I would not have expected Robert Altman to have much of a presence on this blog. I feel that he preferred being in control of all the irony, rather than appropriating it from an interpolated film made by some other hand. And sure enough, only two of his many movies appear on the comprehensive Films in Films website. The first is Short Cuts (1993), in which Monster in the Closet (1986) plays on a television. (Part of the reason Altman chose that slasher flick may be that three members of his unofficial stock company — Henry Gibson, Paul Dooley, and Howard Duff — are in it.)
The second is The Player (1992). And sure enough, the main movie-in-movie scene comes from its source material, the 1988 novel of the same name by Michael Tolkin, who adapted it for the screenplay. In novel and film, the title character, master-of-the-universe movie executive Griffin Mill (Tim Robbins), has been receiving threatening post cards from an anonymous angry screenwriter. He thinks he’s figured out that the correspondent is David Kahane (Vincent D’Onofrio) and phones him; his girlfriend answers and says that Kahane is at the movies — specifically, the Rialto in Pasadena, watching Vittorio De Sica’s 1948 The Bicycle Thief. (The title literally translates as “Bicycle Thieves,” but it’s commonly known by the singular in the U.S.)
In the novel, Mill slips into the theater for the last twenty minutes of the movie. Tolkin tells us his reactions, which are film-savvy, naturally, but as off as you would expect from a ’90s Hollywood exec giving notes on Italian neo-realism:
Griffin watched a father and son search for the lost bicycle. Knowing the title, it was obvious that someone had stolen the bike, that this poor man needed it, and that he and his son were now, since the movie was almost over, close to finding the bike and the person who had stolen it. It’s a good title, thought Griffin. He liked a movie where the story and the title were the same thing.
He doesn’t like the ending; it’s “so unnecessarily sad.” He wonders: “Was there a sequel?”
Altman has some nice tweaks on the scene. Griffin’s in the theater less than a minute and never once is shown watching the movie; he keeps furtively looking around for Kahane. The Bicycle Thief is so far away from his world as not to exist at all.
When the lights comes on, Griffin spots the screenwriter, and, true to form, tries to bullshit him: “Great movie, huh? So refreshing to see something like this after all these… cop movies and, you know, things we do. Maybe we’ll do a remake of this!”
The sequence is only a small part of The Player‘s all-encompassing commentary on the movies, which manifests itself in varying levels of explicitness. In the very first scene, Griffin and others at this studio talk about the six and half minute tracking shot that opens Orson Welles’s Touch of Evil — and it’s all part of a eight minute and fifteen second tracking shot that opens The Player.
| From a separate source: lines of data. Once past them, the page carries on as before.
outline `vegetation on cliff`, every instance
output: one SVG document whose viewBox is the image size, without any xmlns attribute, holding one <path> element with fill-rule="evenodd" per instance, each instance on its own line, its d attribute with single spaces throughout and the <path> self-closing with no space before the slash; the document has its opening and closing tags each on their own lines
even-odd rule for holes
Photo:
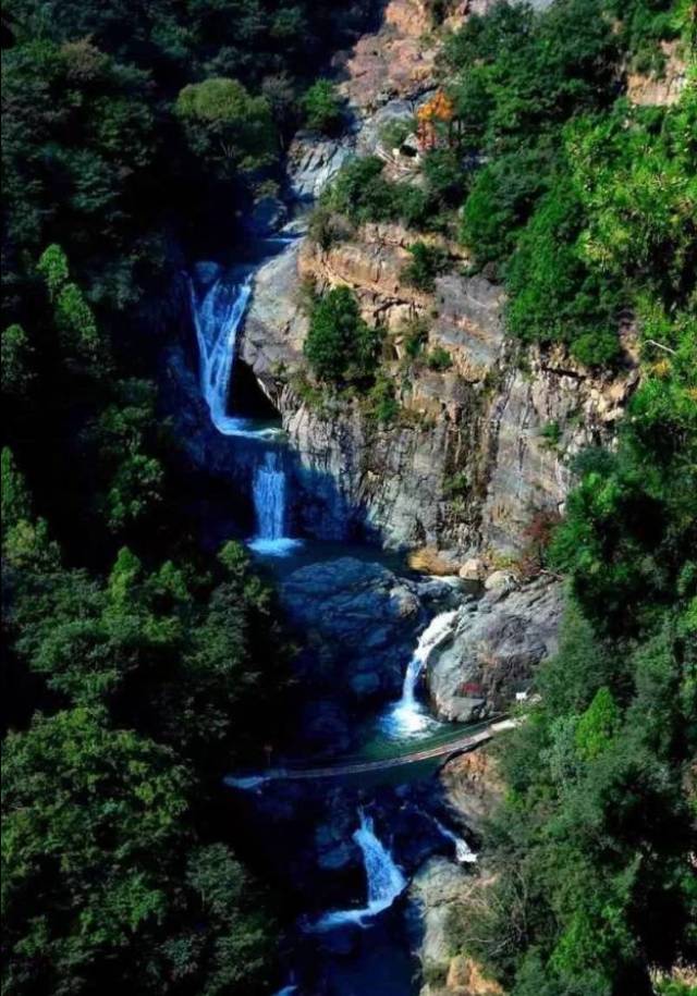
<svg viewBox="0 0 697 996">
<path fill-rule="evenodd" d="M 199 546 L 155 372 L 181 246 L 273 189 L 346 23 L 3 8 L 3 993 L 273 982 L 220 777 L 278 730 L 288 654 L 242 550 Z"/>
</svg>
Later, we see the shooting of a noirish feature with Scott Glenn and Lily Tomlin, Lonely Room, that’s a counterpoint to the crime story Grifffin finds himself a part of.
A post at Films in Films notes that we see dozens of classic film posters in The Player, many of which offer commentary on the action playing out in front of them.

For me, the reflexive aspect of the film that packed the biggest emotional punch was the array of actors playing themselves, especially the ones that have died in the meantime: Steve Allen, Jayne Meadows, Jack Lemmon, Burt Reynolds, Rod Steiger, Patrick Swayze. It was like spending some good time with ghosts.
The main movie-within-a-movie in The Player is a project called Habeas Corpus. It’s pitched to Griffin early on — a message movie about capitol punishment, with no stars, and a downbeat ending where the main character dies. Needless to say, he passes, for it lacks just about every element (as he says in a different scene) that make up successful movies: “Suspense, laughter, violence. Hope, heart, nudity, sex. Happy endings. Mainly happy endings.”
For spoiler-related reasons I won’t go into, Habeas Corpus does end up getting made, and at the end of The Player, we see execs screening the ending. Lots of cameos here: Susan Sarandon, Louise Fletcher, Peter Falk, Ray Walston, Jack Riley (Mr. Carlin from The Bob Newhart Show), and Altman stalwarts Bert Remsen, Paul Dooley, and Rene Auberjonois are all in the sequence. At the end of a(nother) long tracking shot, the death-row prisoner turns out to be Julia Roberts, showing some leg. She was the very sort of star the screenwriters had vowed would not be in the movie. Her presence is just the first of a host of broken promises, and it kicks off a Hollywood Ending that provides the Hollywood ending to The Player.